Burma’s Ministry of Commerce National Director for International Trade and Mozambique’s Ministry of Industry and Trade National Director for International Relations Amilcar Arone.

“Through Burma’s gracious offer of sharing the source code to Mozambique for the development of a Trade Portal, Mozambique will now be able to help meet the transparency requirements of the WTO TFA through making public all Mozambique’s trade-related procedures for imports and exports”.

The Governments of Mozambique and Burma formally signed a Memorandum of Understanding (MOU) on May 21, 2019 in Naypyi Taw to formalize the transfer of the source code for the development of Mozambique’s National Trade Portal. 

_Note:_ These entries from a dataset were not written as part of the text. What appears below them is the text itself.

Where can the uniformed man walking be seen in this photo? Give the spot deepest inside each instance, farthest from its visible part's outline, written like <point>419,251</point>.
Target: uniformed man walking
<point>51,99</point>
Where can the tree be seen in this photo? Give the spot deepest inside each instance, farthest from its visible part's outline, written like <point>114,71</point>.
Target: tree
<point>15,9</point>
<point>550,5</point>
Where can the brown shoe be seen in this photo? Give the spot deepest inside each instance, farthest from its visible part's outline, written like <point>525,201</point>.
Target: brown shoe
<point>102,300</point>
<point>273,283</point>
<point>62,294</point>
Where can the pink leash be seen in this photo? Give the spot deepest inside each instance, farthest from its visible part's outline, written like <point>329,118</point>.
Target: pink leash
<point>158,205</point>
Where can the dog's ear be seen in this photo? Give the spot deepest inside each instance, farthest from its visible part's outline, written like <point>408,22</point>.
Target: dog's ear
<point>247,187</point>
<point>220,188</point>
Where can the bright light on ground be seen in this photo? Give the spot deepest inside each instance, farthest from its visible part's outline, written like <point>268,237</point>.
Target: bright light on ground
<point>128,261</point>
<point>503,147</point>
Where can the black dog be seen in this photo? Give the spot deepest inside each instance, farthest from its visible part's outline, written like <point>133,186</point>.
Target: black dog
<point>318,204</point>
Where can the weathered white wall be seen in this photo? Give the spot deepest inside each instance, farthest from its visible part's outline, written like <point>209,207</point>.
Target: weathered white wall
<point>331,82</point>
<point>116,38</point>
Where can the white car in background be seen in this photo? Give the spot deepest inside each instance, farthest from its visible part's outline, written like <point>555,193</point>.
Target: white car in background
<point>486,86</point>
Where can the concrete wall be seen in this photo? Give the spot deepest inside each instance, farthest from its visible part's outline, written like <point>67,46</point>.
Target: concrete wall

Burma’s National Trade Portal was developed through the support of USAID/Burma Private Sector Development Activity (PSDA). By facilitating the transfer and collaboration between the two countries and USAID Missions, USAID SPEED+ was able to ensure considerable cost savings in developing and launching Mozambique’s trade Portal, which is estimated to save the government of Mozambique over $100,000 (based on the investment made by USAID/Burma).

A National Trade Portal is a critically important tool for improving the transparency of cross-border procedures and practices and is required by multiple World Trade Organization (WTO) Trade Facilitation Agreement (TFA) Provisions.  Mozambique’s Trade Portal will contain all the procedures, rules, forms and related requirements for importing and exporting good to and from Mozambique.

Paul Pleva of USAID/Burma, who had previously served at USAID/South Africa and helped with the initial design of SPEED+, congratulated the two governments for the cooperation, and confirmed the USAID/Burma Mission Director, Teresa McGhie, who served at USAID/Mozambique, was happy with the cooperation between the two governments. The Minister of Commerce, Dr. Than Myint, enthusiastically received the delegation, and recounted the numerous times he visited Mozambique to eat prawns and enjoy the warm culture when he lived in Malawi working for the UN.  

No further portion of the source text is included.